Guo Shuqing, the country’s top banking regulator, in March warned over bubble risks overseas and in the domestic real estate market, and in January, a People’s Bank of China adviser raised concerns that loose liquidity might fuel an asset bubble.

“They seem much more concerned about the debt sustainability impact of Covid than a lot of other countries, which is why they’re moving so quickly to normalise policy,” said Evans-Pritchard.

But Chinese policymakers are taking a sector-specific approach rather than raising rates — which would ripple across the whole economy — in part because the recovery is patchy.

Although last week’s gross domestic product data documented a strong rebound from the depths of the first quarter last year, quarter-on-quarter growth was disappointing at just 0.6 per cent. Inflation has remained close to zero, though producer prices have begun to rise rapidly since the start of this year.

The government said in March at the National People’s Congress that its macroeconomic policies would remain supportive.

“It appears that the economy has slowed,” said Dariusz Kowalczyk, an economist at Crédit Agricole. “I think that’s why money market rates have been guided lower by the PboC, to ensure the economy is doing OK.”

Interbank rates have risen — the three-month Shanghai Interbank Offered Rate is at 2.6 per cent, compared to 1.4 per cent last April, although it is below its November level of 3.1 per cent.

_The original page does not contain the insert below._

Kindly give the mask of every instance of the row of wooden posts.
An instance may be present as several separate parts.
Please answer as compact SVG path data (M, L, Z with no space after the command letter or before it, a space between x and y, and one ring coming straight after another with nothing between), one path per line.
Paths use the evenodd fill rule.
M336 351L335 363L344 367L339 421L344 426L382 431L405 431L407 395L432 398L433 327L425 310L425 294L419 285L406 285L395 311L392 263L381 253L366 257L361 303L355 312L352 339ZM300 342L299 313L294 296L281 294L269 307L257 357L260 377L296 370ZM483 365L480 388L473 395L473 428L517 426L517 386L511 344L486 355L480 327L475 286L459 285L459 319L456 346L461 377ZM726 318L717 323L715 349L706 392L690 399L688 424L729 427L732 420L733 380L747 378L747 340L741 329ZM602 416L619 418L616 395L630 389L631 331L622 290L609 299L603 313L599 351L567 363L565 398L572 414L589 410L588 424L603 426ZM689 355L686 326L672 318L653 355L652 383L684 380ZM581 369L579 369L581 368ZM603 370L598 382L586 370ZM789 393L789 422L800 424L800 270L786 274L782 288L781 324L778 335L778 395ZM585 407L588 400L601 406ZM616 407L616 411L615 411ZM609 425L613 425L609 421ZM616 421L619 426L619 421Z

Steve Cochrane, chief economist for Asia Pacific at Moody’s Analytics, expects no rate rises until next year. He pointed to the risk that “small and medium sized enterprises would be starved of credit” if overall rates were increased.

While global attention has focused on the US, where President Joe Biden’s fiscal stimulus package has boosted global economic growth forecasts, some investors point to the shift in China’s lending patterns as an under-regarded indicator for the trajectory of the global recovery.

“The US fiscal spend completely dominates the inflation debate,” said Bhanu Baweja, chief strategist at UBS investment bank. “I’m surprised by the extent to which people are not talking about the Chinese credit impulse.”